WHY JESSE JACKSON IS CALLING SILICON VALLEY'S DIVERSITY PROBLEM "THE NEXT STEP IN THE CIVIL RIGHTS MOVEMENT."
Silicon Valley's diversity problem is no secret. Less than 1% of startup founders with VC funding are African American, according to venture capital and angel investment database CB Insights. But while attempts to address the diversity conundrum have gotten a lot of lip service, not a whole lot has improved. Of the 20,000 students to pass the Advanced Placement computer science exam last year, for example, only 388—less than 2%—were African American.
Hank Williams, founder of Platform, a nonprofit focused on increasing the number of underrepresented minorities in tech wants that to change.
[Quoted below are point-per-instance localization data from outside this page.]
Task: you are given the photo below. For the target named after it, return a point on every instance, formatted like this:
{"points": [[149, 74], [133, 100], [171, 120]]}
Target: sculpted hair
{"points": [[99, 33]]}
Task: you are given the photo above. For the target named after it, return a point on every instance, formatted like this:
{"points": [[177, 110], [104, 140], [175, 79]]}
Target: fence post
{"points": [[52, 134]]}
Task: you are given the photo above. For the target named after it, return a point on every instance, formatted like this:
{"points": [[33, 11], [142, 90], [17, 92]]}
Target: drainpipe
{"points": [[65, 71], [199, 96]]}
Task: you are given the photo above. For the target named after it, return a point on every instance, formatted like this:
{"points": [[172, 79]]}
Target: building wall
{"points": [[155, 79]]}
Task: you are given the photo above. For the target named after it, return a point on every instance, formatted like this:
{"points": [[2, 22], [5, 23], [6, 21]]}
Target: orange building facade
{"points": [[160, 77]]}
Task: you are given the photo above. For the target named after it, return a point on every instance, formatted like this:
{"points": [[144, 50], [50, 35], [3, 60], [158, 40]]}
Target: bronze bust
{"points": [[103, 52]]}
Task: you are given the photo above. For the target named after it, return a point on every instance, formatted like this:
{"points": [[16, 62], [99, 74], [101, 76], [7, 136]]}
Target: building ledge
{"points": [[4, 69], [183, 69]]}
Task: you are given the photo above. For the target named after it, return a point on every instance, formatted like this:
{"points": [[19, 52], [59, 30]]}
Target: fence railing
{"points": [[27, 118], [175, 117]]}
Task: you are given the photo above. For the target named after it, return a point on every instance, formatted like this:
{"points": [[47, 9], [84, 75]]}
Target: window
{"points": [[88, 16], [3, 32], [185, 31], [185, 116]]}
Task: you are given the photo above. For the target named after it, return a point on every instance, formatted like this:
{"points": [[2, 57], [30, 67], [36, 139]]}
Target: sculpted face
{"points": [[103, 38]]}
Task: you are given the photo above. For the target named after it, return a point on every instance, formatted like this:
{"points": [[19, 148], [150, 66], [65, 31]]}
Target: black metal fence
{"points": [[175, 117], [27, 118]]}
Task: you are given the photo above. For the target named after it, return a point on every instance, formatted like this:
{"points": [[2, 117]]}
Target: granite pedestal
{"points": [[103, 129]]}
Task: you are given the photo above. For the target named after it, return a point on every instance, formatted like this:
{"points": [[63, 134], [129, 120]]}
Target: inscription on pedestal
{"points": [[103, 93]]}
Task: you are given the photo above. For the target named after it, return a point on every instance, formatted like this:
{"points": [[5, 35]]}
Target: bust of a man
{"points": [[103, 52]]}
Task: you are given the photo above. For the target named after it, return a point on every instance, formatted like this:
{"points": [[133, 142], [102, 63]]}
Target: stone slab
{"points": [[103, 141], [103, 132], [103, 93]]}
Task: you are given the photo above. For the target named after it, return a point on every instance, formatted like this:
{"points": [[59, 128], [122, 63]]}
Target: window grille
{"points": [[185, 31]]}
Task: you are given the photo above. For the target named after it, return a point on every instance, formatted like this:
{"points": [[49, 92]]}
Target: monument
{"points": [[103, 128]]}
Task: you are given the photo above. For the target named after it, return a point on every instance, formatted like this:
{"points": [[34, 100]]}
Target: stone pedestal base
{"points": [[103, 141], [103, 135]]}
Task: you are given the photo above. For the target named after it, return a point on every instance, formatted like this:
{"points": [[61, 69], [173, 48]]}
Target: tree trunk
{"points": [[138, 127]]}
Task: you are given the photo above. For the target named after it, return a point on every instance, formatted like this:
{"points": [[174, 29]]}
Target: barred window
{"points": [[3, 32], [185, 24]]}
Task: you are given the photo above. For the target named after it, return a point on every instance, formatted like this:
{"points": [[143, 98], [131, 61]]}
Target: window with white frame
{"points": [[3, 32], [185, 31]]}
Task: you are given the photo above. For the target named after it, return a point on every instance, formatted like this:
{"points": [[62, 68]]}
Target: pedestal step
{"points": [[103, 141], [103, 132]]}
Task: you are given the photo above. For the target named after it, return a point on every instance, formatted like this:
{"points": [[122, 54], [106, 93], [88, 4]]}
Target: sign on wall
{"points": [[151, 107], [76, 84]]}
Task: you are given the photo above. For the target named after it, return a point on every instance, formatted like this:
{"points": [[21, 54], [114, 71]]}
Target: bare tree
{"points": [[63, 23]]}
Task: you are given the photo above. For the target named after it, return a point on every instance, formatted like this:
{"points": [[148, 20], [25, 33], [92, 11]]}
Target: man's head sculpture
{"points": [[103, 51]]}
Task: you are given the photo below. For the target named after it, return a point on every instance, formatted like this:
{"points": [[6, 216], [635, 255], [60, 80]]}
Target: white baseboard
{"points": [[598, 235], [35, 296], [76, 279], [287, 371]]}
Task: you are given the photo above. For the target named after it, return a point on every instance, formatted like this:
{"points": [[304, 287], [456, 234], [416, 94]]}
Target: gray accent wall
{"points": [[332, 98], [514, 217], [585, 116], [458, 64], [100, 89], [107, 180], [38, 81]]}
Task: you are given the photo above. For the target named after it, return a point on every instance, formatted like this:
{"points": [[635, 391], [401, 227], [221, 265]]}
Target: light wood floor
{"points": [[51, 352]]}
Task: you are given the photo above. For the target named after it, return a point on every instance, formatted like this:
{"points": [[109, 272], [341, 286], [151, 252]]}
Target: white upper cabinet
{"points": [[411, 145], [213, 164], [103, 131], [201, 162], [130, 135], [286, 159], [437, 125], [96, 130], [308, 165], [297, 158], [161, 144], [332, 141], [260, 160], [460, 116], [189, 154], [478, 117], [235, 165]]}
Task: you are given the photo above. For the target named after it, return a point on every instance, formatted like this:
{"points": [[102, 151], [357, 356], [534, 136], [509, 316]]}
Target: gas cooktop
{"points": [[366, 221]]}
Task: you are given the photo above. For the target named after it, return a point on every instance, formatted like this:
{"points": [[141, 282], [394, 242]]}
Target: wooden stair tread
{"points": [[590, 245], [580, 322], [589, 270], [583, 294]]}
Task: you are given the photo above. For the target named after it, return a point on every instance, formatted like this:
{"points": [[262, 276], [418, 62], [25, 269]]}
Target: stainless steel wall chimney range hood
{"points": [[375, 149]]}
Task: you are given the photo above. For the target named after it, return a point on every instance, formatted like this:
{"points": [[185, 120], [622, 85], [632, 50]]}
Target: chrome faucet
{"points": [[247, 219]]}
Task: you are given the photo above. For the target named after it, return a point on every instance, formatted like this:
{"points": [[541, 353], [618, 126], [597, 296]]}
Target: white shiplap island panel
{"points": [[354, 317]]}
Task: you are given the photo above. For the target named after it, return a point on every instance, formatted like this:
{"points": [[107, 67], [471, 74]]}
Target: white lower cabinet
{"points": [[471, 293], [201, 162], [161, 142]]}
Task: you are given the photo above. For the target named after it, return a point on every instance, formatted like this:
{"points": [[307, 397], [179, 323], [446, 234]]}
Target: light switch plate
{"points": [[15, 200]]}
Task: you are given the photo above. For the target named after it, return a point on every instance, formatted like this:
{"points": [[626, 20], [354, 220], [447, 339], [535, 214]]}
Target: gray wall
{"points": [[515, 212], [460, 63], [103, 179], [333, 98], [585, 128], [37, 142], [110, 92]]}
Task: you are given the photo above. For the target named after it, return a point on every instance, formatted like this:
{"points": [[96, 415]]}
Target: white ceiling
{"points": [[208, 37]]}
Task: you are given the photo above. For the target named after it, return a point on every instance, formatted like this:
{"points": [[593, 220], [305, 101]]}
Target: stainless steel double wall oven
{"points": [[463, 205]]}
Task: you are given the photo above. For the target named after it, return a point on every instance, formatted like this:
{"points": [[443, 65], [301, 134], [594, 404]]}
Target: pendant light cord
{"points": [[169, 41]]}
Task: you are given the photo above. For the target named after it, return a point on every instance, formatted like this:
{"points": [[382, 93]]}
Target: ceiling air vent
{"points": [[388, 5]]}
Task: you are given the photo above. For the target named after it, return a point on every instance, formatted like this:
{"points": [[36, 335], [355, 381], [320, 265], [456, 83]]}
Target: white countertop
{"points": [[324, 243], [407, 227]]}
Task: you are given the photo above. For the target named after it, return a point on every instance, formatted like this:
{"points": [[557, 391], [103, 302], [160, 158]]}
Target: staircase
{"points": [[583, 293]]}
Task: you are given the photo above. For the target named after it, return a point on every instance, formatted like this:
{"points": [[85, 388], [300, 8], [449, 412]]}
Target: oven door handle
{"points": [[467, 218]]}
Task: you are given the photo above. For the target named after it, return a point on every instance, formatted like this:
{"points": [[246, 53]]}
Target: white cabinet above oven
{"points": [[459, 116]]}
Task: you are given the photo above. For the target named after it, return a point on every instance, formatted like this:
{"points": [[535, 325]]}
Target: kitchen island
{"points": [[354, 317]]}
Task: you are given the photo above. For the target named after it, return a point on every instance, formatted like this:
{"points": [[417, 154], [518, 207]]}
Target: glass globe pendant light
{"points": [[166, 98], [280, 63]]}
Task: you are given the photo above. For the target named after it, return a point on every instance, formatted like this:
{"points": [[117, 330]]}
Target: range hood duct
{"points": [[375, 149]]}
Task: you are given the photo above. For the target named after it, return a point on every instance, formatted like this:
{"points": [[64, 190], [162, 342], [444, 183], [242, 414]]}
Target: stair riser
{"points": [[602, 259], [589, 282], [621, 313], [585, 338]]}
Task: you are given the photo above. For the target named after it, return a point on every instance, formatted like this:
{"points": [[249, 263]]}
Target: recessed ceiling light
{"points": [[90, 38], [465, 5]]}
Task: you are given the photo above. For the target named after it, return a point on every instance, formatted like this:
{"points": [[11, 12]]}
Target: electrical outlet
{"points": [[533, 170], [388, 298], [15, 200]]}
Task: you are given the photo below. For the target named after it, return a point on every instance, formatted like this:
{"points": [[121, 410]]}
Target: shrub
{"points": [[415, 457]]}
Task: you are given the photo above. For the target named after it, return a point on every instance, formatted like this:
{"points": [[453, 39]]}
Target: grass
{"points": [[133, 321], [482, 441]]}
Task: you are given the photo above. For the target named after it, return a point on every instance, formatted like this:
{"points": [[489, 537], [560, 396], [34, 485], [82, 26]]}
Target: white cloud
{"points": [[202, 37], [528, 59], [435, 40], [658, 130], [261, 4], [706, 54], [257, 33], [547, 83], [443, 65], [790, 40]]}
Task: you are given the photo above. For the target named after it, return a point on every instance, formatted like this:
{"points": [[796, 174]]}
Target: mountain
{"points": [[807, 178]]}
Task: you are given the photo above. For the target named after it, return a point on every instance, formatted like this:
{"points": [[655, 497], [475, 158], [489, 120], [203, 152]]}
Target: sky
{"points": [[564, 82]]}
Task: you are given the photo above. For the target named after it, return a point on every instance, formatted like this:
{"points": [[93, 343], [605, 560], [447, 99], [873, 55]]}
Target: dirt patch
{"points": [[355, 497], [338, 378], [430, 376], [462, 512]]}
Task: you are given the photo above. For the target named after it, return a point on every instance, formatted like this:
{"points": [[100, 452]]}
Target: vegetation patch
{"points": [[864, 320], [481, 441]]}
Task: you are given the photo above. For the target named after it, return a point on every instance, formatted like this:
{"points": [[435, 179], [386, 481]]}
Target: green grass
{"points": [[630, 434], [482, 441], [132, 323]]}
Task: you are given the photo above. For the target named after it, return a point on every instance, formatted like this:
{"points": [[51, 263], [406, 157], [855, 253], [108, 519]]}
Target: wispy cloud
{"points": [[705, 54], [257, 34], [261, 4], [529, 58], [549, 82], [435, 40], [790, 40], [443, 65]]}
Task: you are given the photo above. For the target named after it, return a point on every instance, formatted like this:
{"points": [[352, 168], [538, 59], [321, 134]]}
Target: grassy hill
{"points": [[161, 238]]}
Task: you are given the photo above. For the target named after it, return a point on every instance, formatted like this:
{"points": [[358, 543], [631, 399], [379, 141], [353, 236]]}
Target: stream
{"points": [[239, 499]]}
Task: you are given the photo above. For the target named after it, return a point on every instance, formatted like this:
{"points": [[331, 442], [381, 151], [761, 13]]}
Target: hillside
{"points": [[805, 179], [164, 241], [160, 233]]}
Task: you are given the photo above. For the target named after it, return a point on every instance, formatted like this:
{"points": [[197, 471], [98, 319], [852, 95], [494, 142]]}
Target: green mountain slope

Williams realized he needed to be more vocal about tech's diversity problem after spending 12 weeks in Silicon Valley in 2011 as part of the CNN documentary "Black In America." CEO of the startup Kloudco and a native New Yorker, Williams had never spent that much time in Mountain View. In his 25-year tech career, he was used to being the only black man at the table, but scarcely seeing another person of color in all of Silicon Valley for three full months was unnerving. Why weren't more people talking and doing something about this?
Last week, his organization, which focuses on increasing the number of underrepresented minorities in tech—particularly African Americans, Latinos and women—held its second annual Platform Summit, bringing together industry leaders and advocates including Reverend Jesse Jackson to rally around the issue.
Diversity statistics in tech companies can be hard to come by as many big players in the industry have resisted releasing that data over the years. But in recent months, Rev. Jesse Jackson has pushed back for more transparency, filing a Freedom of Information Act request with the Equal Employment Opportunity Commission to find out just how diverse the boards of 20 of the biggest tech companies in Silicon Valley are. His advocacy group, the Rainbow PUSH Coalition found that 11 of the 20 companies surveyed including Google, Facebook, Yahoo, Twitter, and eBay had no people of color on their boards. Of the 189 board members across 20 companies, only three were African American and one was Latino.
Jackson, who spoke at the Platform Summit, addressed this need for greater transparency and accountability from tech companies in Silicon Valley. He has called the need for greater diversity in tech "the next step in the civil rights movement."